Außerdem zeigt der Künstler kleine Tuschebilder aus den letzten drei Jahren, die um das Thema Stadt kreisen und sich deutlich ablesbar auf Berlin beziehen oder auch auf La Gomera entstanden. Sie sind mit spezieller Tusche auf Fotodruckpapier gearbeitet, ähnlich dem Aquarell aufgetragen, wobei sich im Malprozess die Farbe wasserunlöslich mit der Papieroberfläche verbindet. Eine Korrektur wird dadurch nahezu unmöglich. Die Spontaneität des Wirklichkeitszugriffs ist ihnen anzusehen.
Gleich hier in der Eingangszone überrascht uns Hohlbaum mit furiosen Akkorden. Es sind Hochdruckgebiete malerischer Freude. Man sieht, wie der Künstler sich geradezu die Seele aus dem Leib gemalt hat, wie er erst Strukturen in Öl geknetet, einen Reliefgrund angelegt, dann geschabt, gekratzt, die Leinwand mit Ästen und Fußabtretern malträtiert hat, um ein Höchstmaß an Tastbarkeit, eine Material-Landschaft zu gestalten, die uns nicht nur bis in den Augenhintergrund heimleuchtet, sondern tatsächlich unsere Fingerspitzen prickeln lässt, dass man am liebsten in den Malschlamm greifen und sich von dieser Gute-Laune-Malerei umarmen lassen möchte.

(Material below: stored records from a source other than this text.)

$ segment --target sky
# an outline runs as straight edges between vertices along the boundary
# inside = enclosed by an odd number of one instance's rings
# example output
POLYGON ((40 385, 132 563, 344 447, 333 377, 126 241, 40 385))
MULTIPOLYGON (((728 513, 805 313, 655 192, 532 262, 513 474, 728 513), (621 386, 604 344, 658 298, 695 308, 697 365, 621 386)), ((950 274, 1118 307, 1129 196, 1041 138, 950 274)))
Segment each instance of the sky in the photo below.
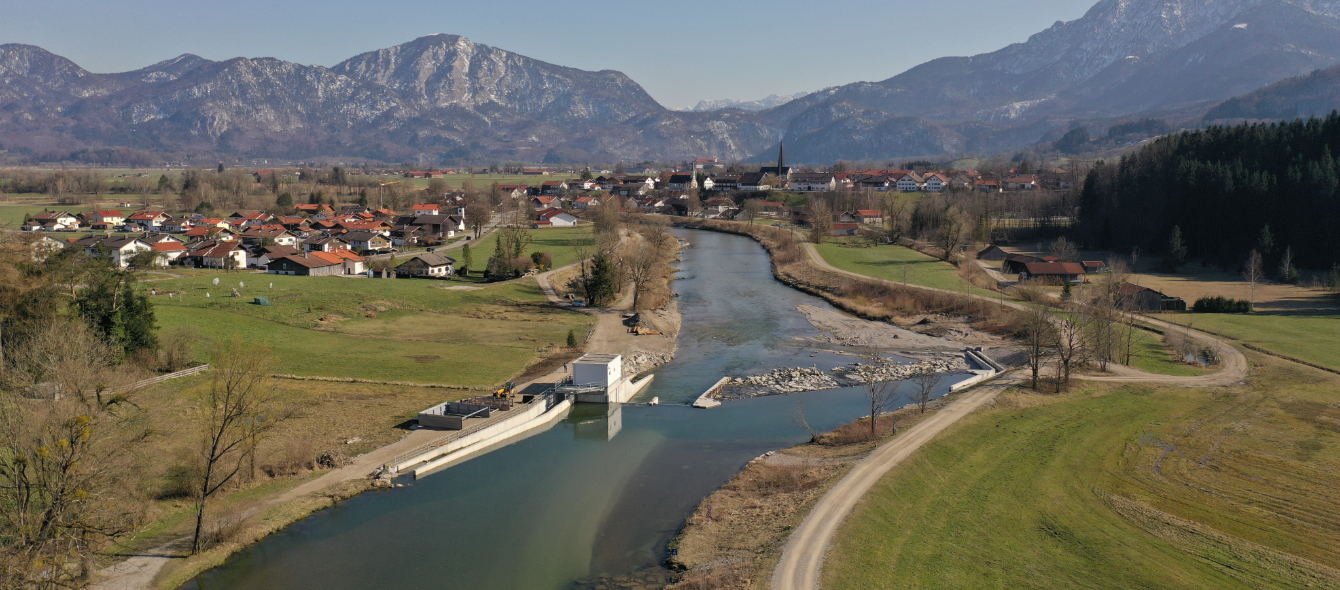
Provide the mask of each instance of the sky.
POLYGON ((94 72, 196 54, 334 66, 438 32, 583 70, 619 70, 667 107, 882 80, 1018 43, 1093 0, 7 0, 0 43, 94 72))

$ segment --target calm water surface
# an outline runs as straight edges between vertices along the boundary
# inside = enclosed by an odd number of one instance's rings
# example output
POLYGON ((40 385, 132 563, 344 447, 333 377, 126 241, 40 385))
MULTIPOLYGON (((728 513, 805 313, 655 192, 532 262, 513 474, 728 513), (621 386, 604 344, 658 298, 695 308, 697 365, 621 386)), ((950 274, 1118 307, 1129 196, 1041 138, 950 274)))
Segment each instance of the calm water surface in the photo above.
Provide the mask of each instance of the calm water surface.
POLYGON ((776 282, 753 240, 677 235, 691 243, 674 283, 679 351, 639 396, 663 405, 578 406, 548 430, 318 512, 184 587, 557 590, 627 574, 662 562, 694 506, 745 463, 805 440, 797 400, 821 429, 868 413, 858 389, 683 405, 726 374, 851 358, 800 341, 819 331, 796 306, 829 306, 776 282))

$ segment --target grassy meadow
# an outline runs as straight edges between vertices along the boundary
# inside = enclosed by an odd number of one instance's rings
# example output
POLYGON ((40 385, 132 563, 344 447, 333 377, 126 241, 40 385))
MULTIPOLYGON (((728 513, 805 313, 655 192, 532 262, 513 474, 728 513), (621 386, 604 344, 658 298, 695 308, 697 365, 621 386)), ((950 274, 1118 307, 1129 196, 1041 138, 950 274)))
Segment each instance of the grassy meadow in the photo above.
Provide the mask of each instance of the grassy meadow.
POLYGON ((1164 314, 1160 319, 1340 370, 1340 314, 1164 314))
POLYGON ((1002 394, 884 476, 823 586, 1340 586, 1340 377, 1249 357, 1242 388, 1002 394))
POLYGON ((902 245, 872 245, 870 248, 848 248, 844 244, 864 244, 862 239, 835 239, 816 245, 819 255, 838 268, 876 279, 902 283, 907 271, 907 283, 923 287, 965 291, 967 283, 958 276, 958 268, 934 256, 917 252, 902 245))
MULTIPOLYGON (((531 236, 535 241, 527 248, 527 255, 531 252, 549 252, 553 256, 553 267, 563 267, 578 261, 576 244, 580 240, 591 239, 591 225, 578 225, 575 228, 549 228, 549 229, 532 229, 531 236)), ((488 266, 489 257, 493 256, 493 251, 497 249, 496 235, 485 236, 484 241, 478 245, 470 247, 470 270, 484 272, 484 267, 488 266)), ((453 249, 449 253, 452 257, 460 260, 461 251, 453 249)))
POLYGON ((548 307, 533 279, 478 284, 197 271, 143 288, 159 292, 153 300, 162 331, 239 334, 273 346, 276 370, 300 375, 486 388, 591 322, 548 307), (241 298, 229 296, 234 287, 241 298), (272 304, 253 304, 256 296, 272 304))

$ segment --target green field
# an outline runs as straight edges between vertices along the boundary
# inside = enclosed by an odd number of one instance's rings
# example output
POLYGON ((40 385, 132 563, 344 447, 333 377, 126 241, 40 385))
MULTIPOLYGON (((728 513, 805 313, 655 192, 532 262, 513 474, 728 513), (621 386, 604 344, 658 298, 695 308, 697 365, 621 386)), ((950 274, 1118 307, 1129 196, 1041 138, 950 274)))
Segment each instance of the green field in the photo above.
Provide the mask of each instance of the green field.
MULTIPOLYGON (((579 225, 575 228, 551 228, 551 229, 531 229, 531 236, 535 237, 535 243, 527 248, 527 255, 531 252, 549 252, 553 256, 553 267, 563 267, 578 261, 578 255, 575 251, 575 244, 579 240, 586 240, 591 237, 591 225, 579 225)), ((470 270, 482 272, 484 267, 489 263, 489 256, 493 256, 493 251, 497 249, 497 237, 489 235, 484 237, 484 241, 478 247, 470 247, 470 270)), ((460 260, 460 248, 449 252, 449 256, 460 260)))
POLYGON ((1164 314, 1160 319, 1340 370, 1340 314, 1164 314))
POLYGON ((870 248, 847 248, 846 243, 866 240, 839 239, 816 245, 819 255, 838 268, 902 283, 907 271, 907 283, 923 287, 965 291, 967 283, 958 276, 958 268, 943 260, 923 255, 902 245, 874 245, 870 248))
POLYGON ((273 346, 277 370, 302 375, 484 388, 515 375, 540 349, 561 346, 570 329, 586 333, 591 322, 548 307, 533 279, 480 287, 202 272, 147 282, 145 288, 185 292, 153 298, 161 330, 194 326, 208 337, 237 334, 273 346), (217 287, 214 278, 221 279, 217 287), (240 282, 243 296, 228 296, 240 282), (272 304, 253 304, 255 296, 272 304))
POLYGON ((1131 366, 1146 373, 1158 375, 1203 375, 1213 369, 1187 365, 1172 359, 1171 351, 1163 341, 1152 334, 1136 331, 1136 339, 1131 351, 1131 366))
POLYGON ((1293 556, 1340 566, 1340 379, 1264 363, 1234 390, 1004 394, 876 484, 823 587, 1336 587, 1293 556))

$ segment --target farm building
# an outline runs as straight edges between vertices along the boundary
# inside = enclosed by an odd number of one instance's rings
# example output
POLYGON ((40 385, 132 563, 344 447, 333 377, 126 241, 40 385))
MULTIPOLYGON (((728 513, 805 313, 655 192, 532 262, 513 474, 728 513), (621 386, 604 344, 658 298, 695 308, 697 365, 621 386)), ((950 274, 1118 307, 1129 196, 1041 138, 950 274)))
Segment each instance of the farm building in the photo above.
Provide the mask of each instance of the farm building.
POLYGON ((1122 298, 1120 303, 1138 311, 1186 311, 1186 302, 1182 298, 1163 295, 1134 283, 1122 283, 1118 295, 1122 298))
POLYGON ((1024 272, 1020 272, 1018 278, 1020 280, 1056 279, 1080 284, 1084 282, 1084 266, 1080 263, 1025 263, 1024 272))
POLYGON ((403 264, 395 267, 395 274, 399 276, 445 278, 452 276, 452 271, 454 268, 456 259, 427 252, 414 256, 403 264))

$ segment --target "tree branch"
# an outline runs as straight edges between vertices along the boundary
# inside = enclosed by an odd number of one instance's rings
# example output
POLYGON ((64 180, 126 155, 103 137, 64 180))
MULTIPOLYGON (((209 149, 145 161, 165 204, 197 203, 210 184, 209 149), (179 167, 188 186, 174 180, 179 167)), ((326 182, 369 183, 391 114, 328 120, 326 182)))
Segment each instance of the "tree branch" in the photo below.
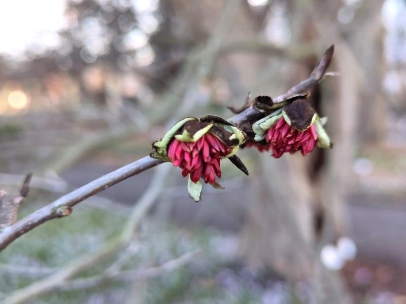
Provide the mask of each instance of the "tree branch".
MULTIPOLYGON (((294 86, 286 93, 274 98, 274 103, 283 102, 289 96, 306 92, 317 84, 322 78, 331 62, 333 50, 333 46, 329 47, 309 78, 294 86)), ((264 116, 263 113, 259 112, 251 106, 228 120, 240 127, 243 131, 249 132, 251 128, 251 122, 257 120, 264 116)), ((149 156, 145 157, 62 197, 15 224, 5 229, 0 233, 0 250, 3 250, 20 236, 39 225, 50 219, 69 215, 72 212, 72 207, 87 198, 163 162, 162 161, 152 159, 149 156)))
POLYGON ((33 212, 0 233, 0 250, 24 233, 52 219, 69 215, 72 207, 87 198, 163 162, 149 156, 126 165, 63 196, 33 212))
POLYGON ((191 252, 188 252, 156 267, 151 267, 142 270, 139 269, 115 270, 113 271, 106 272, 99 276, 73 280, 65 285, 56 286, 56 287, 58 290, 61 291, 73 290, 94 287, 110 280, 133 281, 151 279, 161 276, 186 265, 192 261, 194 257, 201 252, 201 250, 197 250, 191 252))

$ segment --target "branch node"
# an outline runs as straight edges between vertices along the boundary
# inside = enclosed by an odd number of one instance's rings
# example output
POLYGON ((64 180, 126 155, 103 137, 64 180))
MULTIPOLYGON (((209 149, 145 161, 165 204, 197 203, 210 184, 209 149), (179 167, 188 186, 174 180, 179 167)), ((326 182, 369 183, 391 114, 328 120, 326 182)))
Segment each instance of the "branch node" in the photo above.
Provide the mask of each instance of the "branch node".
POLYGON ((72 213, 72 208, 69 206, 61 206, 56 209, 55 213, 58 217, 68 216, 72 213))

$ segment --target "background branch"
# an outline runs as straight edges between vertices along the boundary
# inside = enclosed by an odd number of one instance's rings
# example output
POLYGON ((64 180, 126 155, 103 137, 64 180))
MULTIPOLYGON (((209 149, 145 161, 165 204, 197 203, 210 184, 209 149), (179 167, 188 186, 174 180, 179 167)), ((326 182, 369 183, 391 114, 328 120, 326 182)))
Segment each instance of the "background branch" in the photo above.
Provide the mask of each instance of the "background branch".
MULTIPOLYGON (((274 102, 281 102, 286 100, 287 97, 293 94, 306 92, 318 83, 322 78, 331 62, 333 50, 333 46, 329 47, 324 52, 321 60, 315 67, 309 78, 294 86, 286 93, 274 98, 274 102)), ((241 113, 232 117, 229 121, 248 133, 251 128, 251 122, 255 121, 263 116, 263 113, 257 111, 252 106, 250 106, 241 113)), ((69 215, 71 213, 72 207, 87 198, 124 179, 163 162, 162 161, 152 159, 149 156, 145 157, 62 197, 49 205, 33 212, 2 232, 0 234, 0 250, 7 247, 21 235, 39 225, 50 219, 69 215)))

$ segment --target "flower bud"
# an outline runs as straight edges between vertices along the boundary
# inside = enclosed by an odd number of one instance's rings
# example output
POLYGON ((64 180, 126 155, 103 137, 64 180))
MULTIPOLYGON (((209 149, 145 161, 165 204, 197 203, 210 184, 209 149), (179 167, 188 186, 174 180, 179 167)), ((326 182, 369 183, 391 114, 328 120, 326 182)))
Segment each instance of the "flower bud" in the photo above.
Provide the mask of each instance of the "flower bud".
POLYGON ((196 201, 200 199, 201 178, 206 183, 222 188, 216 181, 221 177, 220 161, 229 158, 248 175, 247 169, 235 155, 245 141, 244 133, 223 119, 206 116, 197 120, 190 117, 178 122, 160 141, 153 144, 151 157, 172 162, 189 175, 188 190, 196 201))
POLYGON ((252 125, 255 146, 260 151, 272 150, 272 156, 293 154, 300 150, 306 156, 317 145, 331 148, 332 144, 320 118, 308 100, 299 98, 279 108, 252 125))

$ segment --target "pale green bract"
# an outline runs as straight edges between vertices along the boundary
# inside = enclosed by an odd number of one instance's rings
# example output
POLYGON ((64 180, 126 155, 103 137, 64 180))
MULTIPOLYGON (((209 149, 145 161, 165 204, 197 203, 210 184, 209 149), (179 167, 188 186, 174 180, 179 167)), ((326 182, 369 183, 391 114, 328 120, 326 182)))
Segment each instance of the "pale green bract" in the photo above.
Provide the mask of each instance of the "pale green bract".
POLYGON ((254 138, 255 141, 260 141, 265 138, 266 131, 270 129, 270 127, 282 117, 282 109, 278 109, 256 122, 252 125, 252 131, 255 133, 255 137, 254 138))
POLYGON ((318 117, 315 120, 314 126, 316 127, 316 132, 317 133, 317 141, 316 142, 317 146, 324 148, 331 148, 331 141, 323 127, 320 119, 318 117))
POLYGON ((189 179, 187 181, 187 191, 192 198, 196 202, 200 200, 200 194, 202 187, 203 185, 200 180, 198 180, 197 182, 195 183, 190 179, 190 175, 189 176, 189 179))
POLYGON ((155 151, 151 154, 151 157, 158 159, 158 160, 162 160, 165 162, 170 162, 171 160, 168 158, 167 147, 169 144, 171 140, 174 137, 175 134, 179 129, 182 128, 182 126, 185 124, 186 122, 191 120, 197 120, 197 119, 194 117, 187 117, 181 121, 178 122, 175 124, 175 126, 172 127, 171 129, 166 132, 163 138, 159 140, 154 143, 153 146, 155 148, 155 151))

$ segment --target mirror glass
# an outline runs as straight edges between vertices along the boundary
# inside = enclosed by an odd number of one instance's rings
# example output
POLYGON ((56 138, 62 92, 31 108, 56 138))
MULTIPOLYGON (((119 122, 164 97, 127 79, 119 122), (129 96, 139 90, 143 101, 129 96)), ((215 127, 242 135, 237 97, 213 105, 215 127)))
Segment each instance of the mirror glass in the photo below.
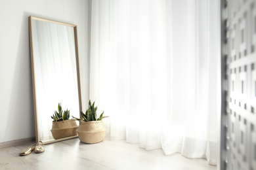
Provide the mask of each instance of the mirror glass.
POLYGON ((76 26, 30 16, 36 141, 55 140, 51 116, 61 103, 79 117, 81 109, 76 26))

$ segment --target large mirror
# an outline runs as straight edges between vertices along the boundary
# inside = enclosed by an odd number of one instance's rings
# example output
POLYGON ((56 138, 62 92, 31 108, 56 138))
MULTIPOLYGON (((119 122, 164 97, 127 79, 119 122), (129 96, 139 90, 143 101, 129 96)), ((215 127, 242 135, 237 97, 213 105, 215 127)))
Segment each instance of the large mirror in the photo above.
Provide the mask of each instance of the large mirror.
POLYGON ((30 16, 30 40, 36 141, 45 144, 77 137, 54 139, 51 116, 61 103, 71 116, 81 108, 77 27, 30 16))

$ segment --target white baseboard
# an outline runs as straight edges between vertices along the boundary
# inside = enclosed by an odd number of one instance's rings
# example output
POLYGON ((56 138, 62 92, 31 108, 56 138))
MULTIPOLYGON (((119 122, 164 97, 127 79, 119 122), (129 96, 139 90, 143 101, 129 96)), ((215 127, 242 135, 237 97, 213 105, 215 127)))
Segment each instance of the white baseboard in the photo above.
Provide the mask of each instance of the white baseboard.
POLYGON ((22 144, 30 143, 32 141, 35 141, 35 137, 28 137, 28 138, 24 138, 24 139, 18 139, 18 140, 14 140, 14 141, 4 142, 4 143, 0 143, 0 148, 13 146, 16 146, 16 145, 18 145, 18 144, 22 144))

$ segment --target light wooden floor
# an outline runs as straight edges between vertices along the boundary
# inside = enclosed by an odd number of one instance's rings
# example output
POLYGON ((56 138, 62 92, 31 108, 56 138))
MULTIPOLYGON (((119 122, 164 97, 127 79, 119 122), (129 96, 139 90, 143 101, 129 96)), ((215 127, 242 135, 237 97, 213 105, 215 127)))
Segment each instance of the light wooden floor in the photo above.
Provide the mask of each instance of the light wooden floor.
POLYGON ((30 144, 0 149, 0 169, 216 169, 204 159, 165 156, 161 149, 146 151, 125 141, 87 144, 74 139, 45 145, 43 153, 20 156, 30 144))

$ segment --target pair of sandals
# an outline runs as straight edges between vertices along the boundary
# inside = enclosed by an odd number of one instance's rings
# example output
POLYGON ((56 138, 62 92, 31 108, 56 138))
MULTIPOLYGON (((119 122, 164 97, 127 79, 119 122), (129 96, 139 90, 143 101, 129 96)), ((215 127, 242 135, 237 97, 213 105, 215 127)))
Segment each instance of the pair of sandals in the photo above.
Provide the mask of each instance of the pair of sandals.
POLYGON ((37 143, 34 143, 26 148, 24 148, 20 152, 20 156, 26 156, 31 154, 31 152, 33 150, 35 151, 35 153, 41 153, 45 152, 43 143, 40 141, 37 143))

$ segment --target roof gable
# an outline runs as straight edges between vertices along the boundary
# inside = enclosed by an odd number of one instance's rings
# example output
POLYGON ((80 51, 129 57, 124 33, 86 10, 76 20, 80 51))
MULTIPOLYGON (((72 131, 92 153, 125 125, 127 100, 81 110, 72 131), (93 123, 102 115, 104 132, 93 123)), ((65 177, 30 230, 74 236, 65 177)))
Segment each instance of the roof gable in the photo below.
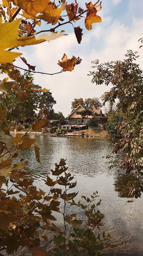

Es ist dieses Gefühl driftender Pinsel-Grooves unter einer bevorzugt grellen, in Neon-Töne gleitenden Farbigkeit, die einen anspringt. In Sekundenschnelle ist man auf Betriebstemperatur – oder, wem das nicht behagt, abgetörnt auf Maxi-Distanz-Niveau.
Solch eine Malerei genießt man als wunderlich erfüllte Gegenwart oder fühlt sich schlicht und einfach vertrieben Kraft eines unbändigen Malerpranken-Infernos.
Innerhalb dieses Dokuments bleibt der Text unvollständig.